Tuesday, February 9, 2010


This morning Toyota made the much-anticipated announcement that it will recall another half million vehicles. This recall is far more telling than the last, though. This is a highly publicized recall for an issue that has caused no significant incidents. In other words, this is Toyota's first foray into the territory that GM and Ford have lived in for at least thirty years.

The question of the day is: will Toyota manage to control this incident and win back their overblown reputation? If they don't then we can trace their decline back to this moment. As soon as the CEO of Toyota made a public apology during a voluntary recall the game changed.

It's unclear now, but Toyota is in a precarious position. Both GM and Ford have managed to improve design and quality significantly over the last decade. Recent changes at GM should help to control costs. If the American manufacturers (aside from the seemingly doomed Chrysler) are able to salvage their reputations at a time when Toyota has lost its magic then the trend towards Japanese manufacturers could reverse. That's terrible news for Toyota.

It's also bad for Honda. Honda's fate is tied to Toyotas similarly to how any of the Big Three are tied to the others. Even though automobiles are built globally, with parts sourced from all over the world and final assembly increasing pushed closer to the point of sale*, the most important factor in a homogenized market is the perception of quality. Too often that perception is tied to the manufacturer's country of origin. "Japanese cars are better!" "This is German engineering!" And of course the fading murmur of "Buy American!" If the biggest Japanese manufacturer loses its believers its sure to change perceptions of a few Honda faithful.

The truth is that none of these things matter today. These safety recalls for Toyota should change nothing. Toyotas aren't less safe than they were yesterday, or a year ago. They merely experienced the inevitable when you're mass producing a complex machine that's designed to hurdle rank amateurs down roads filled with other amateurs at high speeds. Something will eventually go wrong; some obscure detail will cause a failure; and people will die.
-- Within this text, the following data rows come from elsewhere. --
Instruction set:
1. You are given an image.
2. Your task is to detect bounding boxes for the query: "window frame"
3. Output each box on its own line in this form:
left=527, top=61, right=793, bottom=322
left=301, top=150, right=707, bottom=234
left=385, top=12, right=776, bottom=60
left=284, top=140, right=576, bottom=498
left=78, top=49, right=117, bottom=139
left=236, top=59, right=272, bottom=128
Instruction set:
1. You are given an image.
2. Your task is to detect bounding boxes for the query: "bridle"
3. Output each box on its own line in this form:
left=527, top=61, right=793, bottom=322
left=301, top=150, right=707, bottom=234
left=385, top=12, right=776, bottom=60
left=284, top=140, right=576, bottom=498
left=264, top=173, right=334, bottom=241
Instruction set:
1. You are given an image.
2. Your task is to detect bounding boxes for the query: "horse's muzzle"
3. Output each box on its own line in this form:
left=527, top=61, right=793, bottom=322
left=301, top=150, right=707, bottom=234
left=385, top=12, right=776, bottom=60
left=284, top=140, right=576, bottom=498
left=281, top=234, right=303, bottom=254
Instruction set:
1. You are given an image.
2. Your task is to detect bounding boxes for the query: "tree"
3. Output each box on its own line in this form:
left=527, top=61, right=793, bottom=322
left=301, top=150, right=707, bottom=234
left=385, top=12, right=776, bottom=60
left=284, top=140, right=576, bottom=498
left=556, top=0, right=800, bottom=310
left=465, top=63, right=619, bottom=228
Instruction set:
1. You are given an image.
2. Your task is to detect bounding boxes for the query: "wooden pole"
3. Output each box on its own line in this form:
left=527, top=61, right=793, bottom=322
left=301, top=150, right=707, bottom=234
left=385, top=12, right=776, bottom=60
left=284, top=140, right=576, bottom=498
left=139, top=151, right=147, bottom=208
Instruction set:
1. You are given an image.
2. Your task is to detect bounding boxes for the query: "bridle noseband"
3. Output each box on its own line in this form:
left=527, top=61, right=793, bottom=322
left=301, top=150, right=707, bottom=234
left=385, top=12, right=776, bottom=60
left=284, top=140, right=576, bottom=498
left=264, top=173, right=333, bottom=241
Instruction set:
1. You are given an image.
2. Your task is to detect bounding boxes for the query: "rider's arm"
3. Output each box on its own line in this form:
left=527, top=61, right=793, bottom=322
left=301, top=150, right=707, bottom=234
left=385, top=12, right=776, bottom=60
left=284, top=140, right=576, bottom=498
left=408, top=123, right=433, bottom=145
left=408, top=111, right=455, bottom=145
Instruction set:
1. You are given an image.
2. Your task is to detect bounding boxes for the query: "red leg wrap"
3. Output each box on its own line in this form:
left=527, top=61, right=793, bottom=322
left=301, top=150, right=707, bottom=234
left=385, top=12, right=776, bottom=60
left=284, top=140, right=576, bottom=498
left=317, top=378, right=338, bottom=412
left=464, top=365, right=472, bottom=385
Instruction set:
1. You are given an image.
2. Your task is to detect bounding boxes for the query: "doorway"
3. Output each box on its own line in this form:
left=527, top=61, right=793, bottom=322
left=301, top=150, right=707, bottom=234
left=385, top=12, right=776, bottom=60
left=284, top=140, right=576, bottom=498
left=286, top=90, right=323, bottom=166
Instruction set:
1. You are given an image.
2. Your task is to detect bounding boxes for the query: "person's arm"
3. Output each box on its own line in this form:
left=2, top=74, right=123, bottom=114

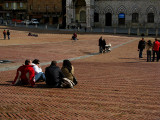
left=33, top=65, right=42, bottom=74
left=12, top=68, right=21, bottom=85
left=29, top=69, right=35, bottom=87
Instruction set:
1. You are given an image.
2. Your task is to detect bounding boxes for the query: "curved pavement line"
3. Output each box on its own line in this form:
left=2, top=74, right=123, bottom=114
left=0, top=38, right=138, bottom=71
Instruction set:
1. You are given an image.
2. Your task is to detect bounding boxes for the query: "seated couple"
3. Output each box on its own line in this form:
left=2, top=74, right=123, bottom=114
left=12, top=59, right=46, bottom=87
left=12, top=59, right=77, bottom=88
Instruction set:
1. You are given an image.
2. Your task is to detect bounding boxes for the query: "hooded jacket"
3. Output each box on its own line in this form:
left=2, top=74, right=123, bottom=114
left=153, top=41, right=160, bottom=51
left=45, top=65, right=64, bottom=85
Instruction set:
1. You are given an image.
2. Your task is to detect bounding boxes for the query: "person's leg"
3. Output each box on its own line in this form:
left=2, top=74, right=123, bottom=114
left=35, top=72, right=46, bottom=82
left=156, top=51, right=159, bottom=62
left=147, top=50, right=149, bottom=62
left=149, top=51, right=152, bottom=62
left=152, top=51, right=155, bottom=62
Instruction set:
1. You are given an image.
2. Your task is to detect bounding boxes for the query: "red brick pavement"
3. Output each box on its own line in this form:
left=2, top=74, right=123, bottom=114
left=0, top=26, right=160, bottom=120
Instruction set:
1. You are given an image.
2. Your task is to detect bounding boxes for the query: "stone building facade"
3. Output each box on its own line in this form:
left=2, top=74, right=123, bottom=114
left=1, top=0, right=27, bottom=20
left=28, top=0, right=66, bottom=24
left=66, top=0, right=160, bottom=28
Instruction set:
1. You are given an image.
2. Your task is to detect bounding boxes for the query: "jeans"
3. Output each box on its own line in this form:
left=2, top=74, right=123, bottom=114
left=99, top=46, right=102, bottom=53
left=139, top=49, right=143, bottom=58
left=35, top=72, right=46, bottom=82
left=147, top=50, right=152, bottom=62
left=152, top=51, right=159, bottom=62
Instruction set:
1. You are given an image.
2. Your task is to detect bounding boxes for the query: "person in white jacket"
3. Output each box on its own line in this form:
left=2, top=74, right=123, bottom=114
left=32, top=59, right=46, bottom=82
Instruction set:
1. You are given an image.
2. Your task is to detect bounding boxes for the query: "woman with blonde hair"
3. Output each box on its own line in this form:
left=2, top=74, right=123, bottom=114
left=61, top=60, right=77, bottom=85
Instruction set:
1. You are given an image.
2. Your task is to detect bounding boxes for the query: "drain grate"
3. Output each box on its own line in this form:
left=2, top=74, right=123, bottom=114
left=0, top=60, right=12, bottom=64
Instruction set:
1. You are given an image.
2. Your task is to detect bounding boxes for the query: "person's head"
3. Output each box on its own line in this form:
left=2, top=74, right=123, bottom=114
left=32, top=59, right=40, bottom=65
left=25, top=59, right=32, bottom=65
left=155, top=38, right=158, bottom=41
left=63, top=60, right=72, bottom=72
left=147, top=40, right=152, bottom=46
left=51, top=61, right=57, bottom=66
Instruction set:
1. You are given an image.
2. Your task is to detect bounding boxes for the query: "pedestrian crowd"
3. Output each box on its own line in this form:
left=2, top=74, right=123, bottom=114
left=12, top=59, right=78, bottom=88
left=138, top=37, right=160, bottom=62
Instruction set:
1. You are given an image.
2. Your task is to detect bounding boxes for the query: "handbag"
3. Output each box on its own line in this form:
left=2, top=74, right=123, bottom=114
left=73, top=76, right=78, bottom=85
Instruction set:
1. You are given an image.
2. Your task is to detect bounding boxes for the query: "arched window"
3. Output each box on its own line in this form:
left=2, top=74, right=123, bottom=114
left=132, top=13, right=139, bottom=23
left=147, top=13, right=154, bottom=23
left=80, top=11, right=86, bottom=22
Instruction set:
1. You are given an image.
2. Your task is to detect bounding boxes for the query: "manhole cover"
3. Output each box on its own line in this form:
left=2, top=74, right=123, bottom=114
left=0, top=60, right=12, bottom=64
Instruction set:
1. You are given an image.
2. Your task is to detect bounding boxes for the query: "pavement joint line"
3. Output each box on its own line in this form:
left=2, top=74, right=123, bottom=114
left=0, top=38, right=138, bottom=72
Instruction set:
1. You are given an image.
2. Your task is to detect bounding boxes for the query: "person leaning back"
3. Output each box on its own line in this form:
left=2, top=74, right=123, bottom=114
left=12, top=59, right=35, bottom=87
left=152, top=38, right=160, bottom=62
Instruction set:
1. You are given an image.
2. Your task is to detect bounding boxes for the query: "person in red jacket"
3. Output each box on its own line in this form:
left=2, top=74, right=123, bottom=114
left=12, top=60, right=35, bottom=87
left=152, top=38, right=160, bottom=62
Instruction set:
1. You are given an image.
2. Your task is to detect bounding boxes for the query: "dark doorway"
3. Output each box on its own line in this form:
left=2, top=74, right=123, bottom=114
left=106, top=13, right=112, bottom=26
left=118, top=13, right=125, bottom=25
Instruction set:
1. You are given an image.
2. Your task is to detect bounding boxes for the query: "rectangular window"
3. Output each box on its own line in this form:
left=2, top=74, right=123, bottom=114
left=30, top=5, right=32, bottom=10
left=20, top=2, right=23, bottom=8
left=147, top=13, right=154, bottom=23
left=11, top=3, right=17, bottom=10
left=132, top=13, right=139, bottom=23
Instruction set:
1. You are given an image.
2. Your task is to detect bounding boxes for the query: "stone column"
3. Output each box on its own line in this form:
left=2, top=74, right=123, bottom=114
left=66, top=6, right=71, bottom=27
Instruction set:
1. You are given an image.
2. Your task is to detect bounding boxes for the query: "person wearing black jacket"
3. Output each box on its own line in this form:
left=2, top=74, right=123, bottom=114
left=138, top=38, right=146, bottom=58
left=45, top=61, right=64, bottom=88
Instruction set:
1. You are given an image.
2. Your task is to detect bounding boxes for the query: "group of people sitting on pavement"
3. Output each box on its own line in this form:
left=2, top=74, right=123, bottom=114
left=98, top=36, right=111, bottom=53
left=138, top=37, right=160, bottom=62
left=71, top=33, right=78, bottom=41
left=12, top=59, right=78, bottom=88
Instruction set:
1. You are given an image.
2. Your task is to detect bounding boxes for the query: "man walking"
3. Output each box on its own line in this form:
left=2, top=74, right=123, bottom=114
left=7, top=30, right=10, bottom=40
left=98, top=36, right=102, bottom=53
left=152, top=38, right=160, bottom=62
left=138, top=38, right=146, bottom=58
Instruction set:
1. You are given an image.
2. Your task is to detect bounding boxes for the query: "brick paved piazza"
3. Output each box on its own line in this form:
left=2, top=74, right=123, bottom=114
left=0, top=27, right=160, bottom=120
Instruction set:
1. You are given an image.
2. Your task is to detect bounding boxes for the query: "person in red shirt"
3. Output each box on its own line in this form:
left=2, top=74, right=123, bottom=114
left=152, top=38, right=160, bottom=62
left=3, top=30, right=7, bottom=40
left=12, top=60, right=35, bottom=87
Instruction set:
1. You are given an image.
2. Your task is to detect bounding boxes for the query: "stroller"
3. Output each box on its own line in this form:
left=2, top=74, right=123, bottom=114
left=105, top=43, right=112, bottom=52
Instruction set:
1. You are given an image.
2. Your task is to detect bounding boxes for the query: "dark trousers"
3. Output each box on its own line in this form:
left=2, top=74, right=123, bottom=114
left=99, top=46, right=103, bottom=53
left=139, top=49, right=143, bottom=58
left=152, top=50, right=159, bottom=62
left=147, top=50, right=152, bottom=62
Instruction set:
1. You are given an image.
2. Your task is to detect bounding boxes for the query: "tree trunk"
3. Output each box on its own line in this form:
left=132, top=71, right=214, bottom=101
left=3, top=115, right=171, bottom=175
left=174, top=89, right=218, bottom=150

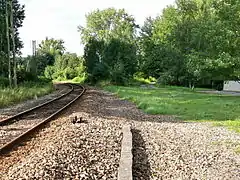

For the record, I have little sympathy for some of the deaths related to the original recall. Especially for the California highway patrolman who let his Lexus speed out of control before wrecking at 120 MPH. Seriously? A police officer, one of the best trained drivers on our roads, didn't know to shift into neutral? Turn the car off? It's a shame he took his family with him but it's hard to fault Toyota when it's clear that the driver was lacking common sense.

*Translation: Japanese and American manufacturers source parts from the U.S. and overseas, and most cars they sell in the U.S. they assemble here.